Although Daniel Craig is, in reality, the same age as Moore and Brosnan when they first took on Bond, he is ‘an old dog’ in Skyfall,. The events of Casino Royale are long past, although, in the real world, it has been six years, perhaps this is a lifetime in Skyfall's spy world.  Espionage is now, as Ralph Fiennes’ Mallory puts it, ‘a young man’s game’, with no room for dinosaurs like M and Bond, who, touchingly, stick by each other here to prove their relevance in a changing world that wants to leave them in its wake. The villain of the piece, Javier Bardem's Silva (the name perhaps a subtle nod to metallically-themed Bond titles, Goldfinger, etc) serves to make this point clearer as a vengeful figure from M’s past, a man who personifies the old world from where Bond and M (Judi Dench) hail and so they are the only ones really able to stop him. He has shades of GoldenEye’s Alec Trevelyan, as well as Ed Harris’ disgruntled Colonel from The Rock but without any megalomaniacal ideas about crashing stock markets or blowing up cities. His plan is more personal, which is exemplary of how this film continues in the same vein as Craig’s previous ones, by eschewing typical Bond film tropes for a grittier, more interesting plot and style, marshalled by director Sam Mendes, who, like Marc Forster with Quantum Of Solace, is another unusual choice of Bond director but a far more successful one this time.

Yet, given this is a spy film, it doesn’t stray too far from the trodden path, with plot points reminiscent of other, similar films (isn't the stolen hard drive like the Macguffin in the first Mission: Impossible?) as well as BBC’s Spooks, which featured rogue agents seeking revenge on their old spy boss. Where Skyfall's story really breaks new ground is in terms of turning Bond’s world upside down and delving into his psyche like never before, making this the first post-modern Bond film.
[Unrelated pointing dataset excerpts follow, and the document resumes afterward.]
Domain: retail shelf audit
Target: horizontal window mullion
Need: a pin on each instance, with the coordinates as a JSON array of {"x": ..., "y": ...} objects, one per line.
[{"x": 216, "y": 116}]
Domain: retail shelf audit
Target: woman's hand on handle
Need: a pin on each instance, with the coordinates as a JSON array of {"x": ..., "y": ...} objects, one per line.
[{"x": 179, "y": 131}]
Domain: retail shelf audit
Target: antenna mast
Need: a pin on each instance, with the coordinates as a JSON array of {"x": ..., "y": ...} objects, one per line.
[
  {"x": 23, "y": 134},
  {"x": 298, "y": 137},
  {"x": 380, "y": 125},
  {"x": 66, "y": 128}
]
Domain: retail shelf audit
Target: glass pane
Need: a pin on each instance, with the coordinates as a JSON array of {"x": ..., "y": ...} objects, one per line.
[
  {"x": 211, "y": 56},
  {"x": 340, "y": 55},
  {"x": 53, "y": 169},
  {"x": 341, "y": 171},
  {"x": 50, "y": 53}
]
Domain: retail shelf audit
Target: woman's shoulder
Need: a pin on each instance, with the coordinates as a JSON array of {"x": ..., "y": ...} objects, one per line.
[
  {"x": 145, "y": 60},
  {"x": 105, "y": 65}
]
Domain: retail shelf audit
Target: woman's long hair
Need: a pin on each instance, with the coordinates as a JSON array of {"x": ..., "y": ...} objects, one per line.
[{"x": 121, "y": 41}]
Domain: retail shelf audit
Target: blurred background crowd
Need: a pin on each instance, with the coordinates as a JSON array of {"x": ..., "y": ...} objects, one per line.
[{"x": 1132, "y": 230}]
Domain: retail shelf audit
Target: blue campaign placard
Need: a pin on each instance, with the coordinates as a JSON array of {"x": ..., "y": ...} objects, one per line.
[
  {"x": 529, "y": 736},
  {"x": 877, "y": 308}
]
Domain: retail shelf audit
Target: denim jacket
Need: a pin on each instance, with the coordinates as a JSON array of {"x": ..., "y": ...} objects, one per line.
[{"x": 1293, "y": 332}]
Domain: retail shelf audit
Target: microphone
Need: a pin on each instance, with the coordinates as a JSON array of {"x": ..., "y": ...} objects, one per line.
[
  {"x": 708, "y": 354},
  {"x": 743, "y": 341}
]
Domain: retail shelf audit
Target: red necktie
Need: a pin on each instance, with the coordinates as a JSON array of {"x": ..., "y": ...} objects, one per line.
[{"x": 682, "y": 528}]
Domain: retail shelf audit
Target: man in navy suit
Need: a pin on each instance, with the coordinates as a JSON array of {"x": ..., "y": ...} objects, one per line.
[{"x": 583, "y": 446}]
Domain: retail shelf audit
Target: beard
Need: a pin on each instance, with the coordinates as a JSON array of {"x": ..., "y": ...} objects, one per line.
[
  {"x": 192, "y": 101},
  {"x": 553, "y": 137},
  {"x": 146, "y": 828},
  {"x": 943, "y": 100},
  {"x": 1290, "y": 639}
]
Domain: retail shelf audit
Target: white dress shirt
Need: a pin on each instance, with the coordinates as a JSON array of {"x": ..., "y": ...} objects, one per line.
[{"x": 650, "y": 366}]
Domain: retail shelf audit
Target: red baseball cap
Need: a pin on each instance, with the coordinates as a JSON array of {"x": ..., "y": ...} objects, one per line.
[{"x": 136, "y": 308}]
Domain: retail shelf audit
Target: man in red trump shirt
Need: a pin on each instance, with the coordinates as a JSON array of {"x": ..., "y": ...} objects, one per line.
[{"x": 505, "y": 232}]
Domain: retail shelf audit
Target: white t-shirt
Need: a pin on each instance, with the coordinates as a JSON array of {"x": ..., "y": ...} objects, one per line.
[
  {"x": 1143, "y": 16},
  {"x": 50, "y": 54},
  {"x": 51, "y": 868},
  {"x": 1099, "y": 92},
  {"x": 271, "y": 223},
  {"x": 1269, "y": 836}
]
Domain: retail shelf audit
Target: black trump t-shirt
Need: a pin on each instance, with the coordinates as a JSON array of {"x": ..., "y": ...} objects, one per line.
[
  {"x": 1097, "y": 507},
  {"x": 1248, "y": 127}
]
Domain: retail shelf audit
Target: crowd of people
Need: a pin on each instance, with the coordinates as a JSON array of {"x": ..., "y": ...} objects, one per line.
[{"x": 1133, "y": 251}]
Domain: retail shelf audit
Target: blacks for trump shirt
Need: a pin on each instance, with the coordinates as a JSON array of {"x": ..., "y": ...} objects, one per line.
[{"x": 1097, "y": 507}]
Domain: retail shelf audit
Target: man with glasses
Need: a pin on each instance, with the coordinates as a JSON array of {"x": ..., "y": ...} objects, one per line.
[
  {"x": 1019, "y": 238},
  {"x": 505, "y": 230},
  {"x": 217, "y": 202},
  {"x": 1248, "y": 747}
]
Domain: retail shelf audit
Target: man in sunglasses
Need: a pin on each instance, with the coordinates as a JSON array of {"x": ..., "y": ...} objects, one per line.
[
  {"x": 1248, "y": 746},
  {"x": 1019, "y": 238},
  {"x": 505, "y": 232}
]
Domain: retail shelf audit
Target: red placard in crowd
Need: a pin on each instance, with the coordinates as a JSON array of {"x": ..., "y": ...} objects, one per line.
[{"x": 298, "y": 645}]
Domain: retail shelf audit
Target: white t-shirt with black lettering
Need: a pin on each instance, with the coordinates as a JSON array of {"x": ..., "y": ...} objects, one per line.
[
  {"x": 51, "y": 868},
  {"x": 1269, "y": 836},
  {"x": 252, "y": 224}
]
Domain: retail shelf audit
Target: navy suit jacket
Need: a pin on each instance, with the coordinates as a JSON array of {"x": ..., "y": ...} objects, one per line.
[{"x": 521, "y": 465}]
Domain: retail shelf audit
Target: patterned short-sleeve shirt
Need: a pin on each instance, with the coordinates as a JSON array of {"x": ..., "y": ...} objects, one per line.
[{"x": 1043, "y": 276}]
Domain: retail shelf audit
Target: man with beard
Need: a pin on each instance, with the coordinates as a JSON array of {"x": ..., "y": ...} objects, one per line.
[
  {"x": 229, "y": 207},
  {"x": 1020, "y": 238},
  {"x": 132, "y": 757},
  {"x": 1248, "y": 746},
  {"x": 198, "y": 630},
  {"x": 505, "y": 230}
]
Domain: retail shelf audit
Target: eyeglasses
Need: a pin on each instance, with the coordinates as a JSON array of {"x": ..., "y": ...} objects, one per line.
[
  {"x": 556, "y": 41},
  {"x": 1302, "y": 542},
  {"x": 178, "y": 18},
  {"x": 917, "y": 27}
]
It’s also one of the prettiest, with regular Mendes cinematographer Roger Deakin on hand to deliver some very atmospheric scenes. One in particular is a fistfight between Bond and Patrice (Ola Rapace), who are cast in silhouette by a huge screen backdrop of an animated floating jellyfish, punctuated by the occasional muzzle flash from the villain’s sniper rifle. The hand-to-hand combat in this film is top-notch. It's hard to believe 007 failed his physical test after coming back to duty, following his near-death experience at the start.

Bringing a ray of light or two through the gloom is the return of the Bond one-liner, more overt here than subtler zingers like 'I'm the money' … 'every penny of it.' from Casino. Here, Craig nicely delivers lines like 'it's a waste of good Scotch' and 'I got into some deep water'. Although the earlier clanger, 'it's the circle of life', after dispatching some henchmen with the help of some hungry Komodo Dragons, just sounds wrong, even though Craig gives it his best shot. Near the end, Moneypenny's, 'I'm sure we'll have some more close shaves together' is so loaded, it even prompts an almost full Roger Moore eyebrow-raise from Bond, putting me in mind of an Austin Powers-style (barely) double entendre.

Skyfall is one of the best Bonds; bigger in intention and scope than the lacklustre Quantum, it doesn't quite match Casino Royale, which did have the novelty of being Craig’s initial Bond film, as well as being based on the first Ian Fleming novel. Skyfall successfully celebrates James Bond’s aptly golden anniversary (i.e. Goldfinger, Golden Gun, GoldenEye) by creating a good balance between honouring his cinematic and literary past, whilst keeping bang up to date and focusing a (golden)eye on the future.